Ein "Nachspielen" der Haddsch auf dem Schulhof erfasst damit nicht den Kern des Festes. Es werden Grenzen überschritten, da die Haddsch eine stark inkarnierte Bedeutung hat. Die gesamte Pilgerfahrt oder ein gesamtes Fest eignet sich nicht für das performative Lernen.
Alternativ kann das Pilgern als Zu-Sich-Kommen und Weg zu Gott erfahren in den Blick genommen werden. Gemeinsam kann ein Weg gegangen und das Zu-Sich-Kommen erfahren werden.
Möglich ist es auch, Videos zur Haddsch zu schauen oder mit einer Haddscha oder einem Haddschi über die gemachten Erfahrungen zu sprechen.

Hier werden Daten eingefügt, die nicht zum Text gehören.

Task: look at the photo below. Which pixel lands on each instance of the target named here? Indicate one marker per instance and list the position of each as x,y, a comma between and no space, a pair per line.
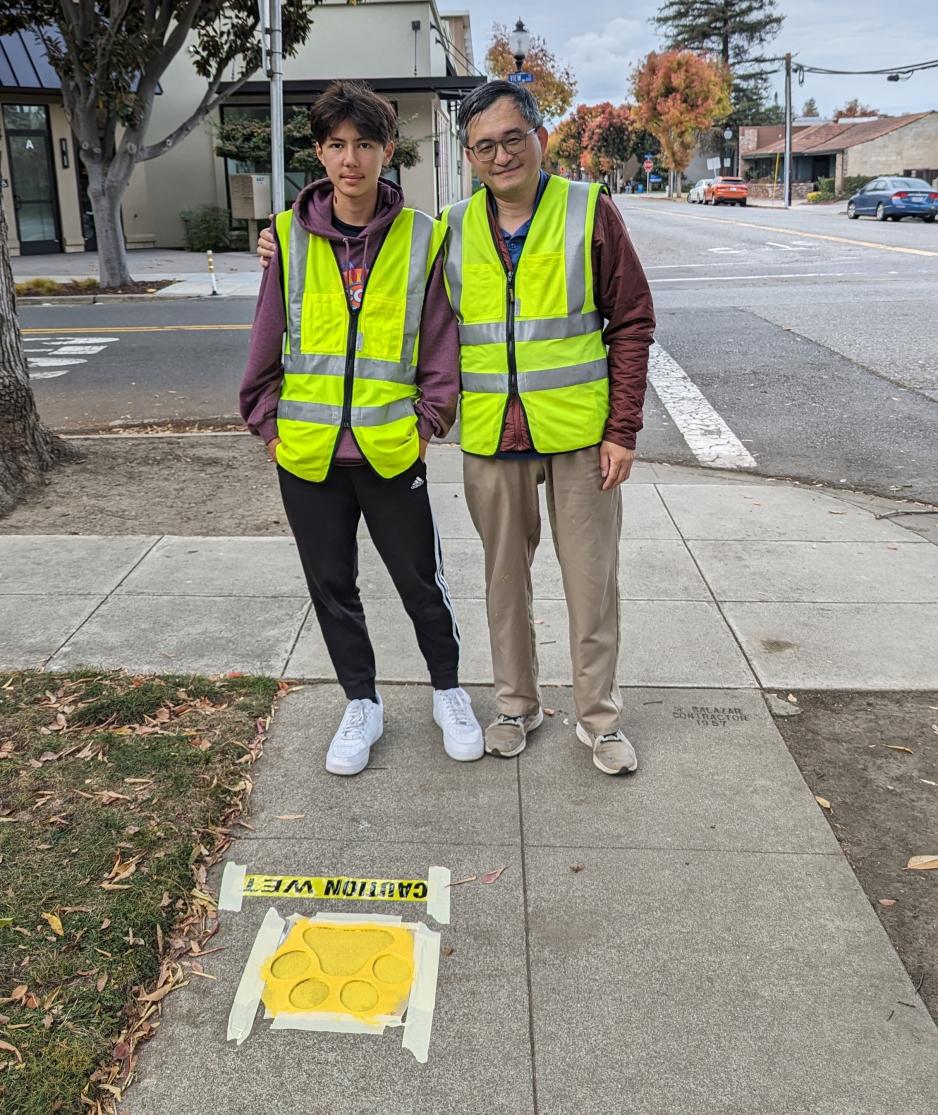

Wichtig ist dabei diese Begegnungen nicht rein wissensorientiert zu gestalten, sondern affektiv und refelix auszuwerten.
Performatives Lernen in interreligiösen Modulen
"Es geht eben nicht darum, originale Erfahrungen zu kopieren, sondern in den verschiedenen Stufen der Teilhabe Schülerinnen und Schülern originäre Erfahrungen zu ermöglichen, bei denen sie eingeladen sind, nach innen auf den Glauben der Andersglaubenden zu schauen, ohne aber so zu tun als seien sie selbst Andersgläubige." (Fingerhut, Dorothee: Zwischenruf: Feste feiern? In: Abdel-Rahman, Annett u.a.: Religiöse Feste feiern. Impulse aus Judentum, Christentum und Islam für eine inklusive Schulkultur. V&R 2023.)
Das performative Lernen reicht von der Begegnung in Videoclips, über die Begegnung mit Zeug:innen des Glaubens, teilnehemder Beobachtung an Festvollzügen bis hin zum Nachspüren von ausgewählten Festelementen.